Does this mean we have to completely segment our customer base into “those who talk to sales” and “those who don’t”? That seems like a complete PITA…
This is one way to approach the problem, but yes…it is a PITA. And a lot of work. And, in many cases, it won’t work because these are some muddy waters. As anyone that manages a sales team in a product-led business can tell you — it’s impossible to keep salespeople from contacting as many potential customers as possible. Which means, it’s near impossible to have these segments completely separate.
Instead of using two completely different forecasting models, we recommend combining them into a single “series of stages” (ok, ok….it’s a funnel) that can account for both motions at the same time.
What would that look like? Something like this:
As you can see, this funnel combines “stages” from both the traditional sales-led motion (Demo request, Demo held, Verbal Commit) as well as product-led motion (Trial started, 50% Activated, 100% Activated). This new funnel (these new “stages”) can then be translated into LIKELIHOOD TO CONVERT percentages. Like this:
Viola! A new forecasting model that accounts for product engagement AND sales interaction at the same time.
Your new, hybrid forecasting model would look something like this:
With this model, it doesn’t matter if a prospective account talks to a salesperson before starting a trial or not. Either way, its “stage” can be captured.
One assumption this model (safely) makes is that every account will go through some form of trial before deciding to convert. Even those accounts that come in through a sales process aren’t going to buy the product without trying it first. This is just the way of the world as it stands. This means all additional stages from a traditional sales-led model are unnecessary — until you get to a verbal commit.
I know what you’re thinking now:
This all makes sense, but it doesn’t always represent our customers’ journey. Many times — maybe in most cases — our team talks to an account AFTER they sign-up for a trial.

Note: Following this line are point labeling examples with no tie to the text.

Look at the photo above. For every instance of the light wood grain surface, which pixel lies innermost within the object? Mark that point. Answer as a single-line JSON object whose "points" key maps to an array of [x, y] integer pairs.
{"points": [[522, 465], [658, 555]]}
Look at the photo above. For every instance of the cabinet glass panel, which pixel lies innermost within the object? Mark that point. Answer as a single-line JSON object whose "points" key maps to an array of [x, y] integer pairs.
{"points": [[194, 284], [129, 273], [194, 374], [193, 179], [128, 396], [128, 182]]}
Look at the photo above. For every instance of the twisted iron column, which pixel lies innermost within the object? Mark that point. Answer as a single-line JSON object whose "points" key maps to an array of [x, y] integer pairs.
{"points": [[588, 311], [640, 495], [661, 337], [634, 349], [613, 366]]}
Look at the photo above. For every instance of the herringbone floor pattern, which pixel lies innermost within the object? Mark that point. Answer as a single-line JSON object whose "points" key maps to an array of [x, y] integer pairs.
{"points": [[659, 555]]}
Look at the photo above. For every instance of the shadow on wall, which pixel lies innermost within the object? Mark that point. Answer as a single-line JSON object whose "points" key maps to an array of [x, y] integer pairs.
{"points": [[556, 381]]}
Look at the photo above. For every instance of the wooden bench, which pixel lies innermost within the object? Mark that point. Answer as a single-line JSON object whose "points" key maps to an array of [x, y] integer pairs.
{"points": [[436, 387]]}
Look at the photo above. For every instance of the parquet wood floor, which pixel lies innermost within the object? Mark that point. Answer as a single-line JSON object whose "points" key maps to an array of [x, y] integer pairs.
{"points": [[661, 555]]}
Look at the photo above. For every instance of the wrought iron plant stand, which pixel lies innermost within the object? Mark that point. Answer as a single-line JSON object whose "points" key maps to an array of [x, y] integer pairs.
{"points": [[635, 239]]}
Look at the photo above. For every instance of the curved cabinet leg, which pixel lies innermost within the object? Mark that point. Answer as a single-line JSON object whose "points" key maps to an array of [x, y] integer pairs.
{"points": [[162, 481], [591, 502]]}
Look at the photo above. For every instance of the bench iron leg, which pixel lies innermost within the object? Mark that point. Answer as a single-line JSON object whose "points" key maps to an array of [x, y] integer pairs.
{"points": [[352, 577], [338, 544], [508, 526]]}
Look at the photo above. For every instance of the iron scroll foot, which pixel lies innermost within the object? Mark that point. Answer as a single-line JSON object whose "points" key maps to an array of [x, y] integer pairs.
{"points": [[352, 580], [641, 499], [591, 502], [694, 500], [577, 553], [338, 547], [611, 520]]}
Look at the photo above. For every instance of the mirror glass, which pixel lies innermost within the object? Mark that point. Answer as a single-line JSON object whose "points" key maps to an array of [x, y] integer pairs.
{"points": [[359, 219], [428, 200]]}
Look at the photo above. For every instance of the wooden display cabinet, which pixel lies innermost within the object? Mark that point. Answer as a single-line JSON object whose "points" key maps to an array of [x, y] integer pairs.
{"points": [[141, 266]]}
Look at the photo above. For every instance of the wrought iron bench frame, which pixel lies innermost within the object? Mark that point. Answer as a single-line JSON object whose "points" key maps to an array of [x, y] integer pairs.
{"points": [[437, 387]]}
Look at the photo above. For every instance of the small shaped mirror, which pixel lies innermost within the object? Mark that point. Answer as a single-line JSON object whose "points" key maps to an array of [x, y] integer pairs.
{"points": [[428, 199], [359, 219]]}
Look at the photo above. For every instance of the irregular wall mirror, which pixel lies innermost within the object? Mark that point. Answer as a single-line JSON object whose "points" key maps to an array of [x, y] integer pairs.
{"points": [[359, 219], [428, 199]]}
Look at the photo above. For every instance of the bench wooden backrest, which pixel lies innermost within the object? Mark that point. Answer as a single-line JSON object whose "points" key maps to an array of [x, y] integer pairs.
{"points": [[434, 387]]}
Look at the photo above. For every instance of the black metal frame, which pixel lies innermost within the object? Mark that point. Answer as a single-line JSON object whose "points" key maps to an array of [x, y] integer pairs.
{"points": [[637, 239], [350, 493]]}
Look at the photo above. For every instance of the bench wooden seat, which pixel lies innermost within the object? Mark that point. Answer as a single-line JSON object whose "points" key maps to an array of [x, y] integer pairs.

And many times, you will see higher conversion rates on accounts that get an assist from your team (as Tom Tunguz from Redpoint Ventures found in his 2019 SaaS survey). So…how do you capture this scenario in your hybrid forecasting model? How do you account for:
Trial sign-up → Demo held OR Trial sign-up → 50% Activated → Demo held Or maybe even Trial sign-up → 100% Activated → Demo held
In these cases, you may want to apply what we’ll call a “demo booster”. This is simply a way to “boost” the likelihood percentage of any deal that has received a demo (regardless of when). This means that “Demo request” or “Demo held” will not exist as their own sales stage. You would use the product-led stages mentioned earlier and simply boost any likelihood forecast by 10%. It would look like this:
This “demo boost” model is probably more in-line with how the process works for many of today’s product-led businesses. It’s a little more work to execute (mostly because it adds an extra step to an existing process), but it’s really not hard. And more accurate.
It’s worth a little extra work to have a forecasting model that is more in-line with your customers’ actual journey.
Sales forecasting is not an exact science. It never has been and it never will be. But that doesn’t mean you shouldn’t put more rigor into it to create a model that is in line with your go-to-market motion.
The models presented here are designed to do just that. The goal is to encourage you to think about how to infuse product engagement data into your sales forecasting models. The specifics of how you do it aren’t as important as the process here. Give it a shot. I promise you won’t be disappointed. In fact, you’ll wonder why you didn’t do it a long time ago.